Beekeeping is a small but important part of a changing agriculture. Every year sees changes being made in agricultural production techniques resulting from efforts by farmers to produce food and fiber to an ever increasing world population. Along with greater demands for agricultural products there is an increasing pressure on the producers to adjust to increases in fuel and other costs. One of the easiest ways to reduce fuel costs is for farmers to find ways to reduce tillage of the soil. Such approaches, which may be called “conservation agriculture,” can have benefits for the farmer and the environment. Conservation agriculture is based on farming techniques that keep a cover crop on the ground at all times, disturb the soil at a minimum, and provide for crop rotations. For more, see http://www.fao.org/ag/ca/. Any changes in agriculture affect beekeeping operations in the area. The lessened plowing of fields should immediately benefit many native bees that nest in the soil. These bees lose habitat through industrial agricultural practices that destroy their nest along field margins. Today’s photo shows soybeans being planted into unbroken soil covered in annual grasses. In the distance, a winter wheat field is harvested in the morning and planted the same afternoon without tilling the soil. The grasses and competing crop weeds are killed by an application of herbicides. This planting technique reduces fuel usage, saves ground water, and helps conserve organic matter in the soil, increasing tilth. No-till planting lessens soil erosion, and sometimes reduces fertilizer use.
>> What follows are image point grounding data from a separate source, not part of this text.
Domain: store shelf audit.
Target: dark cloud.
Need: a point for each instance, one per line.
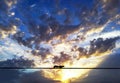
(16, 63)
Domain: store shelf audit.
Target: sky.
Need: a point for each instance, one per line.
(44, 33)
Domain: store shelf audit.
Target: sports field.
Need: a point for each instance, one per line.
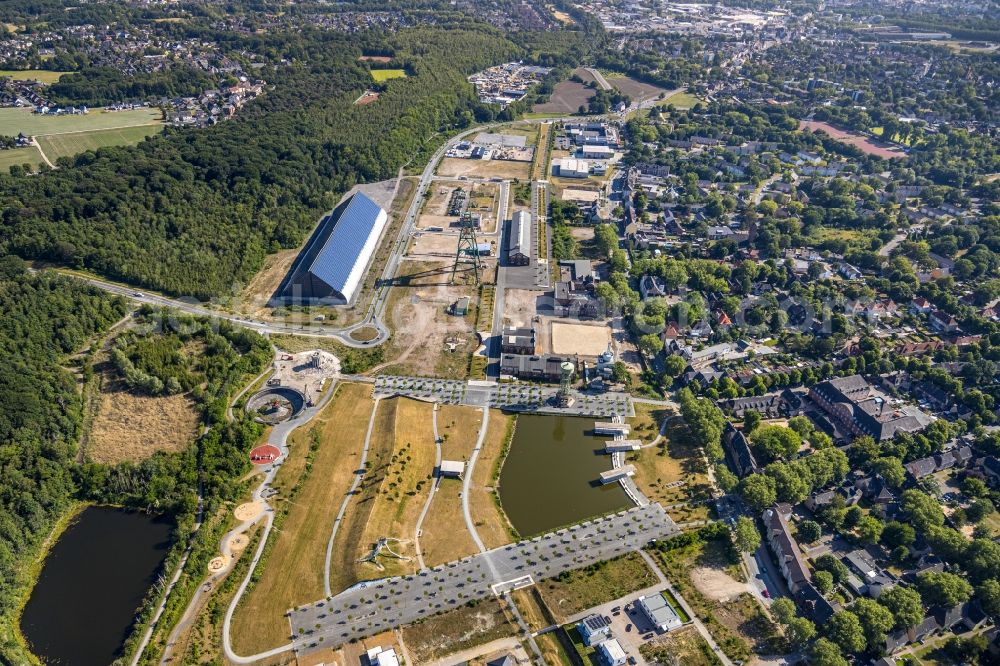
(386, 74)
(14, 121)
(74, 143)
(43, 75)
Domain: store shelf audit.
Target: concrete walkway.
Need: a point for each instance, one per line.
(434, 488)
(358, 476)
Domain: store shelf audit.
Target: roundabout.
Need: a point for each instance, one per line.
(275, 404)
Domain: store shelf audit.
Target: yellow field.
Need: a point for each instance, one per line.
(133, 427)
(385, 74)
(405, 484)
(444, 536)
(293, 572)
(490, 521)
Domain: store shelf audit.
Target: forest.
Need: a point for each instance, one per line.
(45, 318)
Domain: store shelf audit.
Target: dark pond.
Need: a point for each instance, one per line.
(551, 475)
(92, 582)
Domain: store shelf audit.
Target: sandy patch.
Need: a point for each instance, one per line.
(455, 166)
(238, 542)
(248, 511)
(583, 339)
(218, 564)
(715, 584)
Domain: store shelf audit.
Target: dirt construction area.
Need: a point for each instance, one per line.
(454, 166)
(582, 339)
(427, 339)
(520, 306)
(716, 584)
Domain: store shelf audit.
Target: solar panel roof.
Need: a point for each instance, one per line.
(342, 249)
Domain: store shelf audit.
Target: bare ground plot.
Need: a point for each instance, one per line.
(133, 427)
(567, 97)
(683, 646)
(520, 306)
(404, 483)
(309, 498)
(426, 339)
(490, 521)
(582, 339)
(433, 244)
(637, 90)
(456, 630)
(596, 584)
(715, 584)
(454, 166)
(672, 473)
(738, 625)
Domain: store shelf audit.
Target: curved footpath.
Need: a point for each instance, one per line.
(359, 474)
(279, 438)
(430, 497)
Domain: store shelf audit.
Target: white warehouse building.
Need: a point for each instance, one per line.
(332, 266)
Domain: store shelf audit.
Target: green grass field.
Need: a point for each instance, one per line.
(385, 74)
(13, 156)
(67, 145)
(681, 100)
(13, 121)
(43, 75)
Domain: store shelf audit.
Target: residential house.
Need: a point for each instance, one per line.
(785, 548)
(855, 407)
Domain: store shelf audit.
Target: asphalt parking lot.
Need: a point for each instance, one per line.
(375, 606)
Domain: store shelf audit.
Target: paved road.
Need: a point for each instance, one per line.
(384, 604)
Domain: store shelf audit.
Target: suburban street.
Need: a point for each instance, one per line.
(377, 606)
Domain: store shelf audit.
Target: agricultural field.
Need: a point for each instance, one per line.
(578, 590)
(19, 157)
(73, 143)
(42, 75)
(566, 98)
(680, 100)
(15, 121)
(381, 75)
(311, 486)
(637, 90)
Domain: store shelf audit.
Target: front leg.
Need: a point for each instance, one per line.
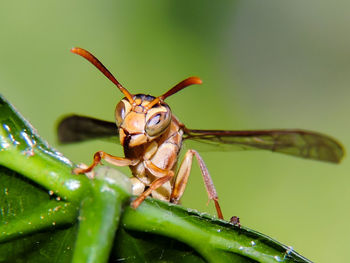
(164, 176)
(117, 161)
(182, 177)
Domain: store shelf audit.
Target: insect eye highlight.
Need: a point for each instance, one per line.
(158, 123)
(120, 112)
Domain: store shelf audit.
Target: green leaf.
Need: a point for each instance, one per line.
(49, 215)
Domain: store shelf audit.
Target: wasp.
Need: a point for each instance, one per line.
(152, 138)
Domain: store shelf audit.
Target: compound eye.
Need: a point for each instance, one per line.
(158, 123)
(120, 112)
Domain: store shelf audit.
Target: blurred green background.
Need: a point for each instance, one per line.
(265, 64)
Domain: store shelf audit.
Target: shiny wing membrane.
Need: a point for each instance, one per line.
(75, 128)
(300, 143)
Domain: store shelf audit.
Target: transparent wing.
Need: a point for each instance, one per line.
(75, 128)
(300, 143)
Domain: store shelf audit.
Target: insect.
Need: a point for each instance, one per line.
(152, 138)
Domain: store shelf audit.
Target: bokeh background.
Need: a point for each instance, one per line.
(265, 64)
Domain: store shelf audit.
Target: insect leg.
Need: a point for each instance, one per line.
(164, 176)
(117, 161)
(182, 177)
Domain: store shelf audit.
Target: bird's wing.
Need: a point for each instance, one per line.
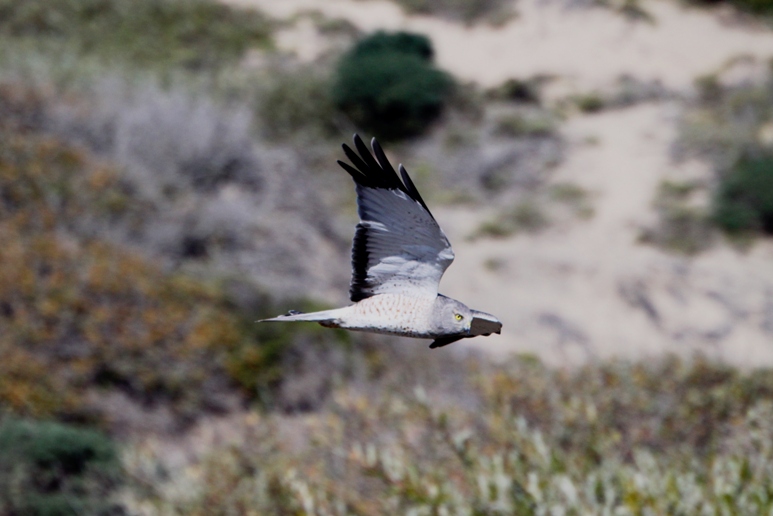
(398, 247)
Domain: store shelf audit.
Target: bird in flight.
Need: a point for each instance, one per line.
(399, 254)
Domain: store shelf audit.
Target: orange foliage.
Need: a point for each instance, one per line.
(76, 310)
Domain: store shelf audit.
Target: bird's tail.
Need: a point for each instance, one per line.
(330, 318)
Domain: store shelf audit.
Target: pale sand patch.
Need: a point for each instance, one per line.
(589, 47)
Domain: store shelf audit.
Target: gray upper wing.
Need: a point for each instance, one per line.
(398, 246)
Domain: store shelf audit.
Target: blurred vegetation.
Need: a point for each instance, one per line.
(682, 227)
(388, 86)
(744, 199)
(81, 313)
(194, 34)
(731, 125)
(762, 7)
(671, 437)
(55, 469)
(291, 102)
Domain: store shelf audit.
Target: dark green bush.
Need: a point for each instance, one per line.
(401, 42)
(752, 6)
(54, 469)
(387, 85)
(744, 199)
(190, 33)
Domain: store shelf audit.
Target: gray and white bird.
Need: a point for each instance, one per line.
(399, 254)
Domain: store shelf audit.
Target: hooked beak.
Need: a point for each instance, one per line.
(484, 324)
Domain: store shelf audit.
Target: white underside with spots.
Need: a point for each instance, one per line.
(393, 314)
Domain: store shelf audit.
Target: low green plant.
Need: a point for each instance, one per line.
(55, 469)
(589, 102)
(495, 12)
(284, 109)
(193, 34)
(388, 86)
(744, 197)
(759, 7)
(681, 227)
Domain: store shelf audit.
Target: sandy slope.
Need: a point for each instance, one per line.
(587, 289)
(588, 47)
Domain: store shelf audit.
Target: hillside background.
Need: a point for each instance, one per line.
(603, 169)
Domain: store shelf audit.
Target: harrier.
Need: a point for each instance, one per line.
(399, 254)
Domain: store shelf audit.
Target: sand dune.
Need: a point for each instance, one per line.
(588, 289)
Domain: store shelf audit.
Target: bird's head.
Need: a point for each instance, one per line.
(451, 317)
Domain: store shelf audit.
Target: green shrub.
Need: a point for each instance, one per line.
(744, 198)
(387, 85)
(54, 469)
(189, 33)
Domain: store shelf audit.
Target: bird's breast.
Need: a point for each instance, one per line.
(393, 314)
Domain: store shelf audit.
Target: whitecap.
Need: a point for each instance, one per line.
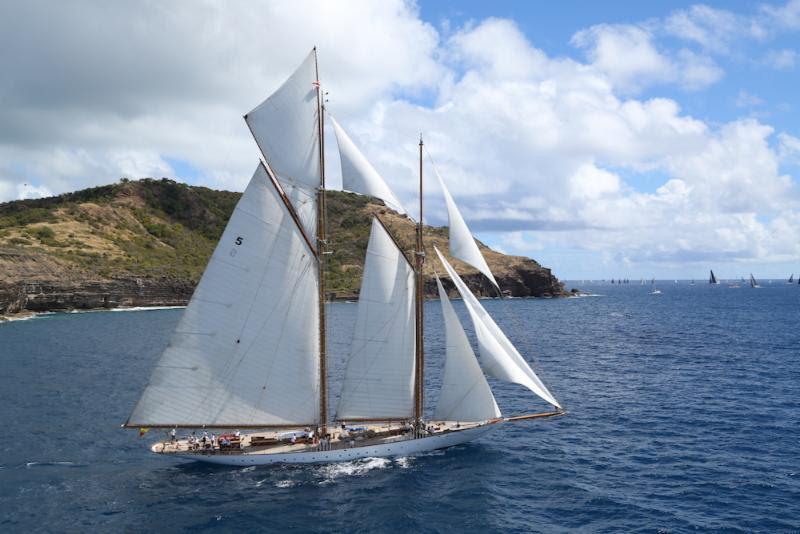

Since weeds spring from broken ground, no-till planting reduces the germination of weed seeds.

A New York Times piece, http://green.blogs.nytimes.com/2011/06/04/damaging-the-earth-to-feed-its-people/, describes how no-till planting may lessens the release of nitrous oxide, a greenhouse gas. Agriculture accounts for the release of a considerable amount of the greenhouse gases that are affecting the world’s climate. All forms of agriculture, including beekeeping, are looking for management practices that are more sustainable and less damaging to the environment. All stand to benefit from careful planting.
--Richard

Thursday, June 2, 2011

Protecting Pollinators

Honey bees have the same basic needs as people: a safe place to live and raise offspring, an area to collect food and water, and an environment free of toxins. This was the message that I presented to a receptive group of business leaders in Ripley, Tennessee. Beekeepers understand that bees need a dry hive to protect the bees from the weather. The hive should be elevated to prevent it from flooding and to allow for air to flow around the hive. The hive must have provisions for ventilation. The hive’s honeycombs should be free of chemicals and disease spores. Places for honey bees and other pollinators to find food are becoming increasingly less common, especially in areas of industrial agriculture. The soil is often tilled to the edge of the field leaving no unplowed field margins. The result is the loss of bee forage and nesting area. Monocultural plantings of a single crop often reduce the available forage. Monoculture may lead to lower food quality due to a lack of a diversity of nutrients. Insecticides, pesticides, and herbicides in the environment as well as miticides used by beekeepers kill bees outright or build-up in the beeswax honeycomb of the bee hive. Broad-spectrum insecticides kill every insect present, including pollinators and other beneficial insects. Persistent insecticides remain in the soil for a long time and kill and weaken bees well into the future. Mixing together more than one chemical agent or increasing the strength of insecticide sprays are especially damaging to bees. I encouraged the business leaders to use their influence to help control the use of pesticides in agricultural settings, around homes and gardens, and on golf courses. Many attending were surprised that our entire luncheon was dependent upon insect pollinators with the single exception of the dinner roll.

Today’s photo is a speckled kingsnake, a harmless resident of a Peace Bee Farm bee yard. Snakes are welcomed protectors of bee hives and help control rodents during warm weather.